La fondazione del rematch delle attuali Finals risale al 2010; tutto ebbe inizio allora.

Se il reset degli Heat firmato Riley è stato sufficientemente mediatico, ed epico per conseguenze dinastiche (quattro Finals consecutive), per gli Spurs è necessario indagare più a fondo prima di capire la loro svolta della stagione 2010-2011.

San Antonio si presentò in sordina all’esordio di quel campionato: mentre i media vivisezionavano qualunque alito di vento soffiasse a Miami, gli Spurs avevano come unica novità l’arrivo del rookie Splitter ed era già scontata a priori la loro tredicesima partecipazione consecutiva alla post-season, così come erano tredici le stagioni che Popovich iniziava da head coach sulla panca Spurs.

Dopo la cocente eliminazione, nei playoff precedenti, per 4-0 al secondo turno da parte dei Suns di Gentry, si iniziava a prevedere un declino fisiologico degli Spurs: era svanita la propizia fortuna delle “annate dispari”, Duncan e Ginobili avevano varcato i 30 già da un po’ e i Suns avevano di fatto tolto il fiato agli Spurs, umiliandoli nella serie con un Offensive Rating di 115 e bombardandoli da tre con il 46%, insaccando più di 10 triple a partita. Tuttavia, perdere quella serie, in quel modo, ha probabilmente illuminato la mente di coach Pop.

Nella stagione 2010-2011 gli Spurs hanno infatti impostato una rivoluzione tattica paragonabile a quella coeva degli Heat, solo che a San Antonio non erano cambiati gli interpreti, ma solo il modo di dirigere l’orchestra.

Ecco qual’è stato il nuovo spartito Spurs, scritto e diretto da Pop e il suo staff:
Duncan per la prima volta in carriera gioca meno di 30 minuti per gara (28 e mezzo; il “tanking atletico” diventa un’arte), è terzo per Usg%, dietro a Parker e Ginobili, ed i suoi 13,4 punti sono il career-low;
– per la prima volta con coach Pop, la media possessi Spurs è leggermente sopra quella della lega ed oltrepassa quota 92 (crescerà ulteriormente negli anni seguenti); la prima conseguenza è che l’Offensive Rating, con Pop in panchina, non era mai stato così sopra la media della lega (+4,5, diventerà +6,3 l’anno dopo);
– per la prima volta, gli Spurs toccano e superano le 20 triple tentate a partita (21,1), risultando nondimeno la squadra più precisa, con un maestoso 39,7%.

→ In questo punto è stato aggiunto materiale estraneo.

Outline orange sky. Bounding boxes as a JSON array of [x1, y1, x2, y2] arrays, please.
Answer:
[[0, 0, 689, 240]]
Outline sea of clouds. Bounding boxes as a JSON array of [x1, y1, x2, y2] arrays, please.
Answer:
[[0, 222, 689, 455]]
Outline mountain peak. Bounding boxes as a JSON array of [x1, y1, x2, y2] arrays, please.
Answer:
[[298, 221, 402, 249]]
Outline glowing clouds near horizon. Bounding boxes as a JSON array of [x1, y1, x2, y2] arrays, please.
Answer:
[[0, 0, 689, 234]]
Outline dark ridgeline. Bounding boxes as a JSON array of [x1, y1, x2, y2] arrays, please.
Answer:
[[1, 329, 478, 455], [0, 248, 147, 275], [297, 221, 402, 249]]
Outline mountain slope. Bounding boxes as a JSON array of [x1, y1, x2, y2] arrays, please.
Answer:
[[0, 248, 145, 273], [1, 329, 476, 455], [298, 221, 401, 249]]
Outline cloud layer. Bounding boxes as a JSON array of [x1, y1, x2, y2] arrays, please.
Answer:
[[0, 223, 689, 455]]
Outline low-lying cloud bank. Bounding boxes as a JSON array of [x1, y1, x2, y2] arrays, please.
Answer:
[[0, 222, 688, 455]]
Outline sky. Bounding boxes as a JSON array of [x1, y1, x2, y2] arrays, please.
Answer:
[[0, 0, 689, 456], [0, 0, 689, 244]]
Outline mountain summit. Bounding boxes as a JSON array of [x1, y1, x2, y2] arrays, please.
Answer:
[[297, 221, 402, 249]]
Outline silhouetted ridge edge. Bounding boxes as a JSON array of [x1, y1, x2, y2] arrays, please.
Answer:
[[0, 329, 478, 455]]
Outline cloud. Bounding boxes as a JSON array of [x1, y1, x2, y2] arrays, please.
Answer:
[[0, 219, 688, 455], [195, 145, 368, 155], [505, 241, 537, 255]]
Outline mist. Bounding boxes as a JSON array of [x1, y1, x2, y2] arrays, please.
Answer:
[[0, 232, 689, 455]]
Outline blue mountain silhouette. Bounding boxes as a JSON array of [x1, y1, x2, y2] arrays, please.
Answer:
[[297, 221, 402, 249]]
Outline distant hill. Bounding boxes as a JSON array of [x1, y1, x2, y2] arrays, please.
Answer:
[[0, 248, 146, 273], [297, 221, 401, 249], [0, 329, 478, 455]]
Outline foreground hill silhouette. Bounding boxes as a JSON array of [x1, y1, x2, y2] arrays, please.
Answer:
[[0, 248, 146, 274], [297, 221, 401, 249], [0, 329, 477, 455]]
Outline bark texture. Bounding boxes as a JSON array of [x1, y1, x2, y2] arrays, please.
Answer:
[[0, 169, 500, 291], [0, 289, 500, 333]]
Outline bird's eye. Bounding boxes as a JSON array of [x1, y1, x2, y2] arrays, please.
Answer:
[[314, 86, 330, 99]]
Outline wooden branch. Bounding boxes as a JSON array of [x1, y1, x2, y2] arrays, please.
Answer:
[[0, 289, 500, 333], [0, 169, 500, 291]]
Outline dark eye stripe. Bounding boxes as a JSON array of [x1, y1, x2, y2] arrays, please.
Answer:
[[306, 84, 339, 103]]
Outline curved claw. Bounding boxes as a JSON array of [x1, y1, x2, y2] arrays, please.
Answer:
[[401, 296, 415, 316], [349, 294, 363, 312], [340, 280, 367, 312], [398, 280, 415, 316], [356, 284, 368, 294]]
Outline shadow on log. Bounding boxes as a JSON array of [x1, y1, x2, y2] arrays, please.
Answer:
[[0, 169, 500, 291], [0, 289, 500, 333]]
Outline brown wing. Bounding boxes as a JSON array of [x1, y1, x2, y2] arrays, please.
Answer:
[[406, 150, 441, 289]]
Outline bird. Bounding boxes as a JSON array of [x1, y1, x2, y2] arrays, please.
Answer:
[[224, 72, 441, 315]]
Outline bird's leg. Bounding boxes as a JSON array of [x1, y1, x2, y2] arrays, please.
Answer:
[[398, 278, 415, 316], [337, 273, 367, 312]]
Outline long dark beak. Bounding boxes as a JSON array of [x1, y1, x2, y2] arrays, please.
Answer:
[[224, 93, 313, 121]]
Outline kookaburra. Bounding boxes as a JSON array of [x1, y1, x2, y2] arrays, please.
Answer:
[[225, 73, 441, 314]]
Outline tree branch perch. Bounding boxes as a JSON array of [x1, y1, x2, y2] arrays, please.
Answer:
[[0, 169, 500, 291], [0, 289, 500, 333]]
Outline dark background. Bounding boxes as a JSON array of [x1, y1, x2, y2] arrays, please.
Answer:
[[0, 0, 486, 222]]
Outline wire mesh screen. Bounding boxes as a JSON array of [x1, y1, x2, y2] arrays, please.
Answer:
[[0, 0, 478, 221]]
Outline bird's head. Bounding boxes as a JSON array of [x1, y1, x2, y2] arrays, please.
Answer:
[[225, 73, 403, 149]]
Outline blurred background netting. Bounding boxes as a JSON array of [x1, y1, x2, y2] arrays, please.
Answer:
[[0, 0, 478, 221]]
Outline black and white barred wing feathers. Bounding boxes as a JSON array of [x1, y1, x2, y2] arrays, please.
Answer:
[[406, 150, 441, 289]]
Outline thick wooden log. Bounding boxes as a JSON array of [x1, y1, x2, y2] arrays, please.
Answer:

Quell’anno furono eliminati al primo turno 4-2 dai Grizzlies, mentre Riley vinceva l’Executive of the year (e gli Heat perderanno le prime Finals del ciclo).

L’anno dopo Pop sarà Coach of the year e gli Heat vinceranno il titolo.
L’annata seguente, Spurs e Heat si fronteggeranno per sette gare nelle Finals.

Quattro stagioni dopo, oggi, gli Spurs hanno concluso una regular season in cui nessun giocatore ha toccato i 30 minuti di media, nessun giocatore supera i 17 punti, ma la squadra è risultata prima per rapporto assist/possessi, prima per rapporto punti fatti/subiti (su 100 possessi) e prima per percentuale da tre (39,7%, ironia del destino: come nel 2010-2011).

Gli Spurs sono così giunti alla seconda finale consecutiva (stavolta con il fattore campo), avendo dimostrato che si può giocare bene, “giocare bello” e vincere, senza un top scorer né un pretendente Mvp, senza rivoluzionare un roster che ha già vinto (ma tassellandolo con pazienza e maestria), fidandosi di un coach che senza cambiare squadra ha saputo cambiare stile di gioco. Notevole.